8 Wastes – Overprocessing

Posted on December 12, 2011 | in Lean Wastes, Maintenance, Overprocessing, Small Business, Sports, Time Savings | by

(This is the second in a series of deeper dives into the 8 lean wastes.)

“Overprocessing” in the food world refers to the continual changing/adding/fortifying/manipulating of materials that takes it further and further from its natural, original state.

However, from a lean waste standpoint, overprocessing refers to manipulating and changing final products/services above and beyond what the customer expects and is willing to pay for.

(Actually, come to think of it, that definition could apply for lean AND Spam.)

While sometimes we’ll go out of our way to make products even better than the customer expects, this can be wasteful. If the customer doesn’t want to pay for the extra effort, then time and materials could have been wasted.

If the customer is anticipating a painted product with a dull finish and we elect to buff out that dull finish and give it a nice reflective sheen before handing it over the customer, how do we validate the usage of that time if the customer doesn’t feel the need to pay for it?

What’s worse is that it’s possible that the extra processing steps could create defective product. What if said customer requires the finish to be dull yet a communication breakdown causes the producer to shine it up? What if the product can’t be reworked to be downgraded to the condition the customer expects?

So where does this occur in sports?

  • Ticket counter reps could put printed tickets on game day into an envelope before handing it to the buyer, who then trashes the envelope (wasted process step and material)
  • A Starbucks barista puts the lid on a coffee and hands it to a customer who still needs to add nutmeg and vanilla powder
  • A groundskeeper watering the playing field more than necessary
  • Stadium custodians making sure every nook and cranny of a bathroom floor is dry before allowing folks to enter
  • Extra security software programs on ticketing computers that drag down its performance when once security package is all that is needed
  • Constant fiddling with the speeds of the rotating rods in the hot dog cookers
  • Shipping a package of non-fragile sweatshirts or t-shirts to a customer, and including styrofoam peanuts in the package
  • Offseason grounds crew members painting areas of the stadium that the patrons will never see (behind batter’s eye, inside maintenance shed, underneath bleachers, etc)

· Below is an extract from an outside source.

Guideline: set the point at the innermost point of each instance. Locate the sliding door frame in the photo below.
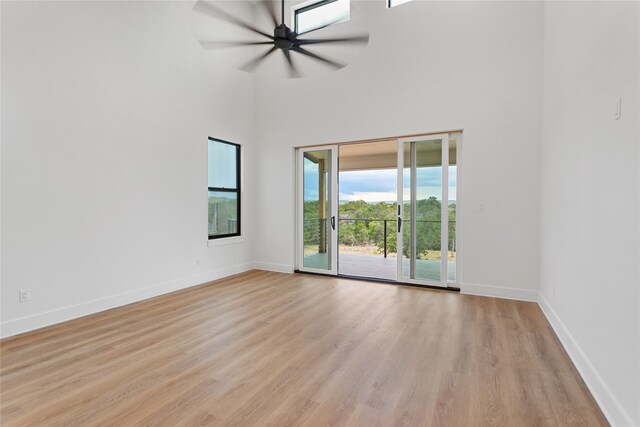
(444, 213)
(332, 191)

Overprocessing is generally caused by overzealous employees wanting to do a better-than-phenomenal job but lacking standards as to what is needed and guidance as to how to better use their time. If overprocessing is occurring, do everything you can to redirect that energy in a positive manner towards other value-adding activities! Create standard conditions of what a product should look like when finished, develop standard work for those processes, and determine if there are faster and cheaper ways to perform the necessary steps for the customer to be happy.

Many years ago my family was partaking in a Walt Disney World sweepstakes with a candy bar manufacturer. We had to collect letters from fun-sized candy bars that spelled out “MICKEY” in order to enter the sweepstakes. After many candy bars consumed and a few extremely hyperactive evenings later we had the letters together. Someone in the family who was very excited elected to trim the wrappers down to just the printed letters, going above and beyond with spare time they might have had. Unfortunately, the contest rules said the wrappers had to be whole and trimmed-down versions of the letters were unacceptable. As a result of that overzealousness our entry was no longer valid and our chances of winning went from one in 25 million to zero. (And no, it wasn’t me.)

Don’t let “perfect” stand in the way of “good enough.”